Re: LockHasWaiters() crashes on fast-path locks - Mailing list pgsql-hackers

From SATYANARAYANA NARLAPURAM
Subject Re: LockHasWaiters() crashes on fast-path locks
Date
Msg-id CAHg+QDfH5ZD7-wEdMc4bS4-A=N3bymy0ckHXUHOwrN-bE9AmXw@mail.gmail.com
Whole thread
In response to Re: LockHasWaiters() crashes on fast-path locks  (SATYANARAYANA NARLAPURAM <satyanarlapuram@gmail.com>)
Responses Re: LockHasWaiters() crashes on fast-path locks
List pgsql-hackers
Updated the patch with a commit message.

On Wed, Mar 25, 2026 at 3:34 PM SATYANARAYANA NARLAPURAM <satyanarlapuram@gmail.com> wrote:
Hi,

On Wed, Mar 25, 2026 at 3:06 PM Bharath Rupireddy <bharath.rupireddyforpostgres@gmail.com> wrote:
Hi,

On Wed, Mar 25, 2026 at 2:15 PM SATYANARAYANA NARLAPURAM
<satyanarlapuram@gmail.com> wrote:
>
> Hi Hackers,
>
> LockHasWaiters() assumes that the LOCALLOCK's lock and proclock pointers are populated, but this is not the case for locks acquired via the fast-path optimization. Weak locks (< ShareUpdateExclusiveLock) on relations may not be stored in the shared lock hash table, and the LOCALLOCK entry is left with lock = NULL and proclock = NULL in such a case.
>
> If LockHasWaiters() is called for such a lock, it dereferences those NULL pointers when it reads proclock->holdMask and lock->waitMask, causing a segfault.
>
> The only existing caller is lazy_truncate_heap() in VACUUM, which queries LockHasWaitersRelation(rel, AccessExclusiveLock). Since AccessExclusiveLock is the strongest lock level, it is never fast-pathed, so the bug has never been triggered in practice. However, any new caller that passes a weak lock mode, for example, checking whether a DDL is waiting on an AccessShareLock will crash. The fix is to transfer the lock to the main lock table before we access them.
>
> Attached a patch to address this issue.
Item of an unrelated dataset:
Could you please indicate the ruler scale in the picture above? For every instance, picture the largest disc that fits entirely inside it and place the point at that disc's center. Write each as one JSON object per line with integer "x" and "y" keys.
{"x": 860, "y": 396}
Nice find! It would be good to add a test case (perhaps in an existing
test extension even though we may not commit it; it can act as a
demo).

Please refer the patches in the thread [2] below for a repro / use case.
 

I see that this type of lock transfer is happening for prepared
statements (see AtPrepare_Locks [1]). However, I see the proposed
patch relying on lock == NULL for detecting whether the lock was
acquired using fast-path. Although this looks correct because if the
lock or proclock pointers are NULL, this identifies that the lock was
taken using fast-path. But for consistency purposes, can we have the
same check as that of AtPrepare_Locks?

Thank you for the review and code pointer, this is addressed now in v2 patch, attached.